Tue, 26/04/2016

After having left Hotel Pohjan Tuli and Utsjoki, we drove Northwards into Norway and then towards Batsfjord, about 200 kilometres more to the North. When we had reached Norway, it started to snow severely, and it became quite scary to drive. We decided to park the car aside, but we had first to drive about 30 kilometres to be able to do this: there was a very thick layer of snow next to the road, so parking was not an option. We finally drove until the first house we came across. After having eaten, the weather soon cleared up, and a few minutes later there was a bright blue sky.

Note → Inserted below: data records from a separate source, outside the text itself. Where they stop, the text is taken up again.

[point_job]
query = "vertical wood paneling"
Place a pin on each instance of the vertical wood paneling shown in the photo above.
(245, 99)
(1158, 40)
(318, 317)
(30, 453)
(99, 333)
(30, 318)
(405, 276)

Lucky us, as we heard that road across the fjell was closed during dense snow fall. We were soon driving over the fjell, which is a barren high plateau covered in short tundra vegetation. The landscape was almost surrealistic, consisting of a widely stretched out snow-covered plateau, as far as the eye could see. Meanwhile clouds were coming up, which created fairy tale-like overexposed patches contrasting with shadow-covered snow patches. I decided to take a few pictures, before it started to snow again. Meanwhile we had heard that when the weather gets too bad, one has to drive in a convoy behind some of the huge snow ploughs. We decided to take a little risk and wait until I had achieved some good images, before driving further northwards. I decided to process the images in black and white, to accentuate the harsh life upon the fjell in the winter.

Under here a first image of local wooden houses, completely covered in snow.

The next images give an impression of the weird and surreal snow-covered landscape with the constantly changing light conditions.

Finally, under here an image from three Reindeer in a vast white landscape. The Reindeer is one of the only animals who can survive under these harsh winter conditions. They feed on lichens, but they can survive for quite a while on their fat reserves. A little after I took the image, the wind started blowing very heavily and it started to snow again. Glad we were able to get back into the car, and … deep respect for the Reindeer!

The last ten kilometres we were driving in a so called 'white-out': we were in the middle of clouds or fog, we could barely see thirty metres in front of us and everything was white. The landscape and the sky were no longer separated by a clear horizon. The only orientation points were the poles marking the edge of the road. Very impressive circumstances to experience, but we were very glad to finally reach safely Batsfjord.